Led by Dr. Homayoon Farzadegan, a team of researchers at Johns Hopkins School of Hygiene and Public Health studied specimens from 650 HIV-1-infected, injection drug users participating in a continuous study at a Baltimore clinic. HIV-1 load was assessed during an initial (baseline) visit, and again on followup visits 3 years later. The study was designed to analyze the relationship between gender using three different methods of measuring HIV-1 viral load. Results demonstrated significantly lower median viral load measurements in women by all three methods.
"These results were surprising," noted Dr.
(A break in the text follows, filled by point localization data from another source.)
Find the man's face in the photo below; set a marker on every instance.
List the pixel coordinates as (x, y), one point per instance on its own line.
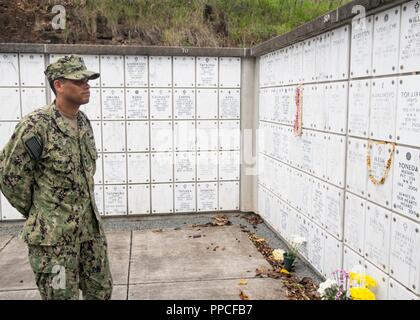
(74, 91)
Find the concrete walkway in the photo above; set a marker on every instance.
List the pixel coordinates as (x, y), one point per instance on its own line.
(186, 263)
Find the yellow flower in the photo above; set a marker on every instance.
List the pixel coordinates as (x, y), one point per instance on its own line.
(362, 279)
(284, 271)
(278, 254)
(361, 294)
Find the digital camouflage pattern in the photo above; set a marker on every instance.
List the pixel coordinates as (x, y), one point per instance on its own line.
(86, 267)
(56, 193)
(69, 67)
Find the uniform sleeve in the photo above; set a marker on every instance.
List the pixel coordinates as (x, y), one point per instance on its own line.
(17, 167)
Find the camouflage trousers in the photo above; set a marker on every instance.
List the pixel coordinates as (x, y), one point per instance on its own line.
(60, 271)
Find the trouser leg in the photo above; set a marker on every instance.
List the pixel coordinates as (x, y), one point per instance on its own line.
(56, 271)
(95, 275)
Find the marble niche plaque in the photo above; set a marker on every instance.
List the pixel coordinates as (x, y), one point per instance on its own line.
(136, 71)
(99, 175)
(336, 156)
(229, 135)
(410, 37)
(386, 37)
(139, 199)
(361, 47)
(229, 165)
(207, 196)
(207, 166)
(229, 104)
(323, 54)
(382, 280)
(340, 42)
(230, 72)
(160, 71)
(334, 211)
(379, 155)
(93, 108)
(396, 291)
(229, 195)
(356, 175)
(354, 223)
(333, 255)
(115, 200)
(207, 71)
(408, 111)
(184, 135)
(114, 168)
(336, 96)
(32, 68)
(405, 253)
(185, 197)
(162, 198)
(316, 247)
(113, 105)
(352, 261)
(359, 105)
(309, 60)
(184, 72)
(161, 133)
(9, 69)
(383, 104)
(162, 167)
(99, 199)
(113, 136)
(112, 71)
(184, 166)
(10, 98)
(207, 135)
(138, 167)
(137, 104)
(184, 104)
(377, 235)
(207, 104)
(161, 104)
(406, 193)
(137, 136)
(319, 193)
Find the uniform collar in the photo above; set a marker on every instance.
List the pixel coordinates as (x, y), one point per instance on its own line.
(82, 122)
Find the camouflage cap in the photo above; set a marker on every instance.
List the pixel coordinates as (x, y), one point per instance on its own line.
(69, 67)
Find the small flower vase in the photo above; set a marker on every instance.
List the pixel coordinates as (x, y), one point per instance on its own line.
(288, 262)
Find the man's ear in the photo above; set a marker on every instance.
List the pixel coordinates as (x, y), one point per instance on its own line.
(58, 85)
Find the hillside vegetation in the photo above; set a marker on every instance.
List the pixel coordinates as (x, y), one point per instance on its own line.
(202, 23)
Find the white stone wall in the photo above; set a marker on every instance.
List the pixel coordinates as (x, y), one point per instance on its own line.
(361, 95)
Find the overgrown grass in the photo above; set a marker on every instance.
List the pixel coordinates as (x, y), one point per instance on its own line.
(199, 22)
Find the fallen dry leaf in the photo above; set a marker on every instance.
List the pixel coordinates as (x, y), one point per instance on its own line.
(243, 296)
(243, 282)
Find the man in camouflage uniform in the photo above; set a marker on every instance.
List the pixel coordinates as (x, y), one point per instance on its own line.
(46, 173)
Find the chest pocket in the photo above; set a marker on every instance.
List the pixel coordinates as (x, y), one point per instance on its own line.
(90, 155)
(62, 164)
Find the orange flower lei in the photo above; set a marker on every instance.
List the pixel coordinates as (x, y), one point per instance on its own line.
(297, 123)
(387, 163)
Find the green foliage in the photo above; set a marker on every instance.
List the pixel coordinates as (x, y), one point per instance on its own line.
(202, 22)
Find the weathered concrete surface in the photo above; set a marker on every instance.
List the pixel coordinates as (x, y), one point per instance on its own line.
(15, 271)
(175, 255)
(119, 293)
(119, 255)
(256, 289)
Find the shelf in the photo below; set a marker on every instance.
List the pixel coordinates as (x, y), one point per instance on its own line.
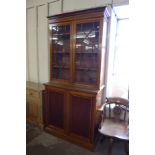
(64, 67)
(60, 52)
(86, 52)
(86, 69)
(57, 34)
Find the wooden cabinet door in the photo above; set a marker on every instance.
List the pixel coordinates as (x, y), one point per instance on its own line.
(54, 108)
(81, 111)
(32, 110)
David Vlahov of the Hopkins research team. "We expected lower viral loads to be associated with slower progression of the disease, and this was not the case."
Explanation for the lower viral load counts in women in the study remains elusive, with researchers considering several alternatives: different HIV-1 dynamics in men and women, and/or gender-linked behavioral differences that might influence viral load, and hormonal differences.